Subsequently, Pattison appeared briefly in Bad Boy, war hero Audie Murphy's screen acting debut, portraying the decidedly skeptical girlfriend of Murphy's former partner in crime, Joe Shields (William F. Leicester).

In the 1950s, Pattison's noteworthy work was confined to the small screen. First, there was "The Caboose Story," a 1952 episode of the Brian Donlevy series, Dangerous Assignment, wherein the protagonist's roughly 50-second consultation with Pattison—portraying a WAC corporal stationed at the U.S. Army Transportation Corps office in Japan—jump-starts the hitherto stalled investigation that comprises this episode's main storyline. The following year, Pattison performed much the same function, plot-wise (albeit strictly as a voice actress), in "Farewell to Birdie McKeever" (the final episode in the short-lived dramatic anthology series, Your Jeweler's Showcase). Finally, Patterson—paired with Claudia Barrett as the final two of five title characters—opposite Lou Costello in the Abbott and Costello Show episode, "Wife Wanted", featuring Lou's ill-fated intervention in a heated dispute between Cora (Pattison) and Dora (Barrett) over the rightful ownership of a trombone, wherein his attempt to play Solomon—culminating in a comic variant on that judge's signature ruling—succeeds only in uniting the two in wreaking vengeance upon their ostensibly trombone-wrecking suitor.
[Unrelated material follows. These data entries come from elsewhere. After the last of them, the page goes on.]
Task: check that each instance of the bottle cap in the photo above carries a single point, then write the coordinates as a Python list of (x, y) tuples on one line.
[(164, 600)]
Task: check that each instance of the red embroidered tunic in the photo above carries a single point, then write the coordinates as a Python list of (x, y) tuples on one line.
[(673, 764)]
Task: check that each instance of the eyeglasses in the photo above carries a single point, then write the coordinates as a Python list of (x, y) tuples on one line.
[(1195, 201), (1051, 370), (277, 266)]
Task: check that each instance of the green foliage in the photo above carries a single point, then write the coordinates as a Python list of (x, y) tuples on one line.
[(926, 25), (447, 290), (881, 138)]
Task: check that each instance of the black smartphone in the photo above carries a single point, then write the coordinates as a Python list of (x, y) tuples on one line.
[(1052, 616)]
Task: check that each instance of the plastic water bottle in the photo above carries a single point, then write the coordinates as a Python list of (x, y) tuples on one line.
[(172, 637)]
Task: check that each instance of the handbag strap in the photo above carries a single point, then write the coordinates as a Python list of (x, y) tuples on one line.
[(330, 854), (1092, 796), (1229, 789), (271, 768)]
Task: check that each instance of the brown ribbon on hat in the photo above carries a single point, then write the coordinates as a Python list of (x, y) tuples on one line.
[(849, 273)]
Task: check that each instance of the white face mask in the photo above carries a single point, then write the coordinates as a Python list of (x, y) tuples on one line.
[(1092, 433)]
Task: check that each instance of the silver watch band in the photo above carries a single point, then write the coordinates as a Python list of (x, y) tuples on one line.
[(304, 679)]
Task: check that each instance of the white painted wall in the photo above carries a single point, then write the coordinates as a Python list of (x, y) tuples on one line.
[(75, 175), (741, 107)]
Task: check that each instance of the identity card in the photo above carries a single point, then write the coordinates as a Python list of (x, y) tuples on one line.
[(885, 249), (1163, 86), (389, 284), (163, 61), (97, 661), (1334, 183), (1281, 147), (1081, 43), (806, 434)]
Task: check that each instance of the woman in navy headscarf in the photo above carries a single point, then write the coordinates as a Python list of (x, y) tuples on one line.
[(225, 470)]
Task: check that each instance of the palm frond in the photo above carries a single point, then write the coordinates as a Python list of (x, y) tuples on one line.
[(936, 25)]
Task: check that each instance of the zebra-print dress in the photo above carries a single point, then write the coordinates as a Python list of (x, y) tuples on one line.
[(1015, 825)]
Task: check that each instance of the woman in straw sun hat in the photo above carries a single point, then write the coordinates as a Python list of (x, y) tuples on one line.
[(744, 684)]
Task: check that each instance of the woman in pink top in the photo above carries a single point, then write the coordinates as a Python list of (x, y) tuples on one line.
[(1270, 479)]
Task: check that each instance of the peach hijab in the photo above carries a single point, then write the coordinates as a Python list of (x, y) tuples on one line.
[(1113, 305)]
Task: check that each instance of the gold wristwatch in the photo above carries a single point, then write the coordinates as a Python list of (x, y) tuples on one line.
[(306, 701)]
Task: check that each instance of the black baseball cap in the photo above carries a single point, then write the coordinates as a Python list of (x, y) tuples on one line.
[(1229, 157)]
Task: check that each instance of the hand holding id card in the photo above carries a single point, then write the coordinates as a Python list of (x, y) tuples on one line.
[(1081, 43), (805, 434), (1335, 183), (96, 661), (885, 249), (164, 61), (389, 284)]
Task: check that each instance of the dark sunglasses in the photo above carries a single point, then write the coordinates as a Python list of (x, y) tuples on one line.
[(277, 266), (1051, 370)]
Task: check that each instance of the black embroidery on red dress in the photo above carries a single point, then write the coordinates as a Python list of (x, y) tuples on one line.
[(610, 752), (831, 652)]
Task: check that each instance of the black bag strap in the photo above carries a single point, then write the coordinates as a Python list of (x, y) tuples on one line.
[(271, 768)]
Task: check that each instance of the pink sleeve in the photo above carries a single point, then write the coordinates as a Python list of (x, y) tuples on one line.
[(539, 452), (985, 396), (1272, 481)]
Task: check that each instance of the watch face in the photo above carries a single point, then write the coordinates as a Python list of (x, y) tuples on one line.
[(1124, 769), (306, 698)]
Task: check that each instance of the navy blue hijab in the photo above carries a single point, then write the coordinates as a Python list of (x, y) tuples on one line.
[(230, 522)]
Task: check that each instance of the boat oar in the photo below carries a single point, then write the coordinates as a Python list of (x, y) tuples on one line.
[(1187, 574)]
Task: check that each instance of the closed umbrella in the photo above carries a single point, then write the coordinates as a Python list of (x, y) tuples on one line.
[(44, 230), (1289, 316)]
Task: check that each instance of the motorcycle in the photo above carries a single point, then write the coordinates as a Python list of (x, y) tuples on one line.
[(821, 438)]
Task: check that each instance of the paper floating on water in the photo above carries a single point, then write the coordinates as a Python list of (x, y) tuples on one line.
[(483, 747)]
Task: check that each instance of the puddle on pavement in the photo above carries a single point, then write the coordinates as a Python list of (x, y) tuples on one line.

==Personal life and death==
In April 1942, the Pasadena Star-News relayed her parents' announcement of Pattison's March 21 marriage to Kermit Christian Smith of Winton, California, a United States Navy enlistee then stationed at the San Diego Naval Hospital, where the newlyweds were currently making their home. Their union produced one child, a daughter, born October 30 of that year. This marriage was, at the latest, terminated prior to 1948 (at which point the already remarried Smith was celebrating the birth of a newborn), and, quite possibly, before even 1944, at which point Smith listed his mother, rather than his wife, as the emergency contact person on his draft registration form. On October 2, 1964, Pattison married Hungarian-born Charles Geza Deversecy, (né Karl Karoly Verseczy), who died in 1997. For at least the final 15 of those years, the couple resided in Carmel, California.

Pattison died in 2016.

==Filmography==
===Films===
- Stage Struck (1948) – Girl in night club (uncredited)
- Incident (1948) – Secretary in Hartley's office (uncredited)
- Joe Palooka in the Big Fight (1948) – Bobby soxer (uncredited)
- Law of the West (1949) – Tennessee Lane
- City Across the River (1949) – "What a build" Girl (uncredited)
- Bad Boy (1949) – Joe Shields' girlfriend (uncredited)
- Girls in the Night (1953) – Sorority girl (uncredited)
- Women's Prison (1955) – Inmate
- Son of Sinbad (1955) – Raider (uncredited)

===Television===
- Jackson and Jill (1949)
  - Unknown episode(s) – Unknown role(s)
- Dangerous Assignment
  - Ep. "The Caboose Story" (1952) – WAC Corporal (as Geraldine Pattison)
- Your Jeweler's Showcase
  - Ep. "Farewell to Birdie McKeever" (1953) – Miss Calhoun (voice only).